Reported: 2016-06-11 02:22 UTC by James Ford
Modified: 2018-05-24 16:27 UTC
See Also:
GNOME target: ---
GNOME version: ---



Description James Ford 2016-06-11 02:22:08 UTC
I can double click a file in explorer and it opens in gimp immediately.

If i forget to do this and instead, to my great lament, try to do File > Open i get a 30 sec pause before the dialog appears. And its not any faster the second time either. How can it possibly be that slow, its like i'm launching a whole new application responsible just for the file open dialog....
Comment 1 James Ford 2016-06-11 02:23:29 UTC
More specifically my 'about' dialog shows GIMP 2.8.16
Comment 2 Jehan 2016-06-11 12:16:35 UTC
Is it only the Open dialog? No problem on the save, export, or any other dialogs?
Comment 3 James Ford 2016-06-11 13:08:00 UTC
Just tested to see... yea save and export are also both equally slow.
Comment 5 Jehan 2016-06-11 13:36:45 UTC
James Ford > could you try to disable your floppy drivers (which you probably don't have, do you? :P) in your BIOS, same as the users in the link that Michael is pointing to? Then tell us if this fixes your problem.
Comment 6 James Ford 2016-06-11 13:54:21 UTC
I'm not really willing to go through that massive wall of text, nor to fiddle in my bios settings, for the purpose of shaving of 10 seconds on save dialogs when i use gimp. I'll just use paint.
Comment 7 James Ford 2016-06-11 13:56:14 UTC
That said, for purposes of diagnosing this report, i am running windows 10 and if i had to guess id say its the same issue reported there.
Comment 8 Jehan 2016-06-11 14:06:50 UTC
As you wish. Yet if this is indeed the same issue, this is a Windows bug (not GIMP's), thus you may encounter the problem with other software, as did the user with Chrome and other software. Even without using GIMP, fixing this would be in your best interest.

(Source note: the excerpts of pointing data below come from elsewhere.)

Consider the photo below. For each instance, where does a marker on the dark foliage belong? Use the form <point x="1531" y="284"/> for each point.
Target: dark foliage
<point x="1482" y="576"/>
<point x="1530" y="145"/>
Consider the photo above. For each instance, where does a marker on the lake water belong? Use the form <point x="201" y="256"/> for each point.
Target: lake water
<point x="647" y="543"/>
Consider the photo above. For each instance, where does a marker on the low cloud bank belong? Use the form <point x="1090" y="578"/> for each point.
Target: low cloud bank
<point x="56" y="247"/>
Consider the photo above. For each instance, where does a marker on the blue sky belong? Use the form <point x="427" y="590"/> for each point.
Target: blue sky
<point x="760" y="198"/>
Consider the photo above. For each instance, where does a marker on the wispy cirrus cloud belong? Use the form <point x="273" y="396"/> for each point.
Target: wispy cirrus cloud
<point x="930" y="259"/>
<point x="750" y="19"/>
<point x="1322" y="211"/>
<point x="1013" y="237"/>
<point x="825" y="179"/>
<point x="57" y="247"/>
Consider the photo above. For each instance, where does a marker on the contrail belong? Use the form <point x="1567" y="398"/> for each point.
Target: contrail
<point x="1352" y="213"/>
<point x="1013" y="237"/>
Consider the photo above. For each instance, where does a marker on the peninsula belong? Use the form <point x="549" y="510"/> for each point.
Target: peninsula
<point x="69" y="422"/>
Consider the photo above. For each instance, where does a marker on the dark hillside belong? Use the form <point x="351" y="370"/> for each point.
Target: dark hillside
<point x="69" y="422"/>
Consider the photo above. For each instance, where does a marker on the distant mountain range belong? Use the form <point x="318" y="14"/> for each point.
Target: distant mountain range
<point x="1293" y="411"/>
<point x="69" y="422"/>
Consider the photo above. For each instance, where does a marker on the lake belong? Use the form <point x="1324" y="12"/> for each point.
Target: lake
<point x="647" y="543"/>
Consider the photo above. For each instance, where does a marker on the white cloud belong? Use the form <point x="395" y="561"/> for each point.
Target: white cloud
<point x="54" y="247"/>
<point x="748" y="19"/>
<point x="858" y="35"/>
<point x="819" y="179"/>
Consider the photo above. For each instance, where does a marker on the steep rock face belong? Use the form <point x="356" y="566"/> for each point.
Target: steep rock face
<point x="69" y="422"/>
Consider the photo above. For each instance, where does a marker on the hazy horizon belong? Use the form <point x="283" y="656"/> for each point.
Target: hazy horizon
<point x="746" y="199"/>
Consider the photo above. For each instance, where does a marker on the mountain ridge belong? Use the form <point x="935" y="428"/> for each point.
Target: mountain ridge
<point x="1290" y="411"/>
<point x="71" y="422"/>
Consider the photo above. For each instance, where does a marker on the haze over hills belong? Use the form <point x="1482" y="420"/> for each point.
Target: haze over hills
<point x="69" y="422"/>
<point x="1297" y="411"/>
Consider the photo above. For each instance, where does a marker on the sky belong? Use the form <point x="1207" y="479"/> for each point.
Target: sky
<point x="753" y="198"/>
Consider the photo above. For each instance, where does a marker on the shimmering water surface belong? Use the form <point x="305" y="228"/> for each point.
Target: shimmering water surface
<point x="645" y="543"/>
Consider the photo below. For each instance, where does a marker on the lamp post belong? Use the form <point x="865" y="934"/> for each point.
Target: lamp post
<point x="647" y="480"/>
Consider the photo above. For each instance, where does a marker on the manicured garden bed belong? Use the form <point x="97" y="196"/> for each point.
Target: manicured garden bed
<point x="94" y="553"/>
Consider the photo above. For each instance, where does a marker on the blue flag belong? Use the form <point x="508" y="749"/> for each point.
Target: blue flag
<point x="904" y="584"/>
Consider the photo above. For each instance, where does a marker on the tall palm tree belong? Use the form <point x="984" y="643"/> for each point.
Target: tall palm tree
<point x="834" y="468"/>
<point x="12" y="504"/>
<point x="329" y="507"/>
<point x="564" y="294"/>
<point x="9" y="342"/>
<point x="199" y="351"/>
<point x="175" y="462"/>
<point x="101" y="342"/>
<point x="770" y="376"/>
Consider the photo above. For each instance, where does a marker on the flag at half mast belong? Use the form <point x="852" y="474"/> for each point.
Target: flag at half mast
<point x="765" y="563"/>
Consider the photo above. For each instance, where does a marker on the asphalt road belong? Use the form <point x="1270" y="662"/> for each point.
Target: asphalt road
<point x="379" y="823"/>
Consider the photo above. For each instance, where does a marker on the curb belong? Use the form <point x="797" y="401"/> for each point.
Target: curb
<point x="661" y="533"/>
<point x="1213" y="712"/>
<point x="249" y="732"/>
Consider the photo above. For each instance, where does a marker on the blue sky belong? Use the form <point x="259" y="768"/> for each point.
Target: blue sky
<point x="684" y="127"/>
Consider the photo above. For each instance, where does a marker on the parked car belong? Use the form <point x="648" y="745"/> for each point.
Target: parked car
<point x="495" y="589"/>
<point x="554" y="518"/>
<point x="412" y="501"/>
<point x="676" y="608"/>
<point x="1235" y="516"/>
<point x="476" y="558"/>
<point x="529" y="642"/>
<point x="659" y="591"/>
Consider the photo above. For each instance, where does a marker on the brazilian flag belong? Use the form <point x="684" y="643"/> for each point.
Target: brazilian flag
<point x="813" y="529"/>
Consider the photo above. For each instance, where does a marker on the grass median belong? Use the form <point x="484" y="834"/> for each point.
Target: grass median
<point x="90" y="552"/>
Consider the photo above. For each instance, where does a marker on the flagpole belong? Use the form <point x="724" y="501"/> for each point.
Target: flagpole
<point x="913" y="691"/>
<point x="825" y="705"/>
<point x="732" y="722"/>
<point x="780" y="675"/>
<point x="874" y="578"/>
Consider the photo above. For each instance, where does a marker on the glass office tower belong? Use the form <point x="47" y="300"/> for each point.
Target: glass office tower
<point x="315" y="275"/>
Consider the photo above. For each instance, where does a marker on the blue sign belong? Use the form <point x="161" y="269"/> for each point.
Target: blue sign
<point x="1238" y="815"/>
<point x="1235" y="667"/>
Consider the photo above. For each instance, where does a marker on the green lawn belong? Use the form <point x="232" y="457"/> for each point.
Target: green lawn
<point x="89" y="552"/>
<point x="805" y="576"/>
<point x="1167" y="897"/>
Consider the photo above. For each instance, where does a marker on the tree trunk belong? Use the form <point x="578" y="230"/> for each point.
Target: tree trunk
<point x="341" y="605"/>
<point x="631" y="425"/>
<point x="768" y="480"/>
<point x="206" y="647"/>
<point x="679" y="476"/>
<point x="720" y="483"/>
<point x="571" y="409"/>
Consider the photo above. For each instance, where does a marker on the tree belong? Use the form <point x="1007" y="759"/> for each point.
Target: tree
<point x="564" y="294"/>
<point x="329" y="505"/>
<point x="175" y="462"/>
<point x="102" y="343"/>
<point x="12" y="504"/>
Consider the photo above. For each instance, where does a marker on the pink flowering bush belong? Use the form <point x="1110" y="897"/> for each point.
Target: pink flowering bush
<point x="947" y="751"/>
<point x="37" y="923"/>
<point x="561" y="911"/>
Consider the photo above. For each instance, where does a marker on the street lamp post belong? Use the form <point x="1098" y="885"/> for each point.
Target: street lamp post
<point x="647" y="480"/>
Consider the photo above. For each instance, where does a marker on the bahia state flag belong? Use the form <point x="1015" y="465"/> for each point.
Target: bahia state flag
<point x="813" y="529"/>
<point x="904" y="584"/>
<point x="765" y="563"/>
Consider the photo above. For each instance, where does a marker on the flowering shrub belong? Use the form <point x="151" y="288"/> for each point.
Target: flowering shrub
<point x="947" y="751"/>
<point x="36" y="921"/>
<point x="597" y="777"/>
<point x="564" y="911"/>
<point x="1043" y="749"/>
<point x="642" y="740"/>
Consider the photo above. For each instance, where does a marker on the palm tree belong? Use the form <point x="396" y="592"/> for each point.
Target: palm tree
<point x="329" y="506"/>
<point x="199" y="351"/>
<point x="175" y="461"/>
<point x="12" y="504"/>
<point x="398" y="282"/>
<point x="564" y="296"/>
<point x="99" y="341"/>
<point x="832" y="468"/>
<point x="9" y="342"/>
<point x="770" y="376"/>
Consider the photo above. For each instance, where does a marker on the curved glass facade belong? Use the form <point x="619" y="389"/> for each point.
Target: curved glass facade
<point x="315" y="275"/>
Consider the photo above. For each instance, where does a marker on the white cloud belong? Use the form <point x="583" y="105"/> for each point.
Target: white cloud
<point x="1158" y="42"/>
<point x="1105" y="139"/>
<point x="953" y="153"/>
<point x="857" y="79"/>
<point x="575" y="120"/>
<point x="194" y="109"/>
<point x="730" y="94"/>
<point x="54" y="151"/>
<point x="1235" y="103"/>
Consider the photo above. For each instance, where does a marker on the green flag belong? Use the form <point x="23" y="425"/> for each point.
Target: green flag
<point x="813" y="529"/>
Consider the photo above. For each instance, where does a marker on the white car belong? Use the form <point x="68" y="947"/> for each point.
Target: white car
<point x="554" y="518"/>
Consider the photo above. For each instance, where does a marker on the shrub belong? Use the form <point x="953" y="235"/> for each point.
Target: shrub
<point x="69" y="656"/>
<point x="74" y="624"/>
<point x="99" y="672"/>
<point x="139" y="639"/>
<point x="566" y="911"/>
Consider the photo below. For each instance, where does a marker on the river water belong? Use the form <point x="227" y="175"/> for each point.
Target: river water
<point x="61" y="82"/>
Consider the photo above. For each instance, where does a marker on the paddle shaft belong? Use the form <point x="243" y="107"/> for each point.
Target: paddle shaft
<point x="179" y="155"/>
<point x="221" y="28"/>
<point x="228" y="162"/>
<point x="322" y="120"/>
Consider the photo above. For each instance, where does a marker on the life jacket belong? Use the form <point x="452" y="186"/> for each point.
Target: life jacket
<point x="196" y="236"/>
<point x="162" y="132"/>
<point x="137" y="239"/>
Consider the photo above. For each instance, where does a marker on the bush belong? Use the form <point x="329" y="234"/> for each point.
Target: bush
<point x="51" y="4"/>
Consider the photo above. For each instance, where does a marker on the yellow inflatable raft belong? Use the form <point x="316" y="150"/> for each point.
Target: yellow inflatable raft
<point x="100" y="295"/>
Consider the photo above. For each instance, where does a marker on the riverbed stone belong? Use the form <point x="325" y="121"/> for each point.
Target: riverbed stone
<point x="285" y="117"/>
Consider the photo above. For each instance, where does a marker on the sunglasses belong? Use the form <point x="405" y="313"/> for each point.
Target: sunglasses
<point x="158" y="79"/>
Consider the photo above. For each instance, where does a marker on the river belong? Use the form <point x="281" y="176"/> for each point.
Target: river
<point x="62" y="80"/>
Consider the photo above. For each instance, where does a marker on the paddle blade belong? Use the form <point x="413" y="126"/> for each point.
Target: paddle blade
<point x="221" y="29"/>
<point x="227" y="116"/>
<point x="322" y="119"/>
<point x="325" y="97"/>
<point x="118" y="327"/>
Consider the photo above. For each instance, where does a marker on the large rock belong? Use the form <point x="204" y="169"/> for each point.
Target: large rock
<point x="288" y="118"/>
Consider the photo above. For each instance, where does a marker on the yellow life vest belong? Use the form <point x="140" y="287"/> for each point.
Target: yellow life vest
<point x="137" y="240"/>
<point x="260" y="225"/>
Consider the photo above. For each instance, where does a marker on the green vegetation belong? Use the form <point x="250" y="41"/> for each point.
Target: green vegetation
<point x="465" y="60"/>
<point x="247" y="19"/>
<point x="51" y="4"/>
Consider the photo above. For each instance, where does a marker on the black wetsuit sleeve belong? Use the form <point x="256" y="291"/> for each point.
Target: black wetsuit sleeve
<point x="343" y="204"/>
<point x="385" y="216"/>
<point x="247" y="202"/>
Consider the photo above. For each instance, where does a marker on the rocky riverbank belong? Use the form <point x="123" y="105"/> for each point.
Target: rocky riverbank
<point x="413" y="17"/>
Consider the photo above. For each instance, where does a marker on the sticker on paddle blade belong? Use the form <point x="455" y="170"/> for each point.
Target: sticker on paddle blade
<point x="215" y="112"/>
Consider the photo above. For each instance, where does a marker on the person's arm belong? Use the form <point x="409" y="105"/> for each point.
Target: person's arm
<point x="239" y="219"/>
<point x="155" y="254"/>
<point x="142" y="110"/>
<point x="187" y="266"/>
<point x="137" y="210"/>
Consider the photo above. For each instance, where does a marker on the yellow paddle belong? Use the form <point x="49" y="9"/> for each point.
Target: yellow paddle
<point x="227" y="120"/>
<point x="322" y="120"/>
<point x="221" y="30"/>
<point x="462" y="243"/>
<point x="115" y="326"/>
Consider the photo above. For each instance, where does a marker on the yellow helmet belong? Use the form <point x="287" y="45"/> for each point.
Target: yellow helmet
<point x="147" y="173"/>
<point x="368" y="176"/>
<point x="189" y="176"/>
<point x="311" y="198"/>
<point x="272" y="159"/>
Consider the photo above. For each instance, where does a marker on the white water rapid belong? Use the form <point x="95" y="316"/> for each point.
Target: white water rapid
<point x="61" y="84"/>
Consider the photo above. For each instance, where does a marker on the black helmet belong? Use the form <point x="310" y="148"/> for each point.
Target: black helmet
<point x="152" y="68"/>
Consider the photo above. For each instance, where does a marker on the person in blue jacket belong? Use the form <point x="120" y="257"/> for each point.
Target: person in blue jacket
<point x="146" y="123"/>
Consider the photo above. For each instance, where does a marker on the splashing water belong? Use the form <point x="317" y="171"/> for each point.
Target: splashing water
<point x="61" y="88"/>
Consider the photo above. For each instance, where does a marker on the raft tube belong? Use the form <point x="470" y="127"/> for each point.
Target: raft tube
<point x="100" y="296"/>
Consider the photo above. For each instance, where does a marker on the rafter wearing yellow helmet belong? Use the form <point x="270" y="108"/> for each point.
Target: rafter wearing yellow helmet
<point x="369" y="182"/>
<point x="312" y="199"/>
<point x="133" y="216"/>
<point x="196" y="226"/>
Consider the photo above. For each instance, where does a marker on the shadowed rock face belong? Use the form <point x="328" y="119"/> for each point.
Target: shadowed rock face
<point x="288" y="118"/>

Also if you don't have any floppy drives (I don't think I saw any computer with floppy for many many years), I don't think this is too much fiddling to just disable whatever support for this there may be in your BIOS.

For sake of completeness though, the link said that Chrome managed to bypass the issue at some point. It could be interesting if we could figure out how they did it.
Comment 9 James Ford 2016-06-11 14:25:37 UTC
My file dialog in Visual Studio 12 (WPF) is fine. 
My file dialog in the MonoGame Pipeline Toool (winforms) is fine.

These are the same versions of the software I was running before on windows 8, and now they are running on windows 10 and seem unaffected.

Seems like it would be pretty straightforward to run a profile during a File > Open, and that would tell you what exactly its hanging unusually long on. Well, if there is a gimp developer running windows 10 anyway.
Comment 10 Jehan 2016-06-11 14:35:46 UTC
> Well, if there is a gimp developer running windows 10 anyway.

That's one problem. We have no developers running Windows at all as usual usage. Since you seem to be a developer as well, you are therefore very welcome! :-)
We would be happy to get a patch about this problem.

> Seems like it would be pretty straightforward to run a profile during a File > Open

The second problem is that this bug is pretty rare. Most users don't have this issue. So yes it would be no problem to dig up the source of the bug if we could reproduce it, but we can't.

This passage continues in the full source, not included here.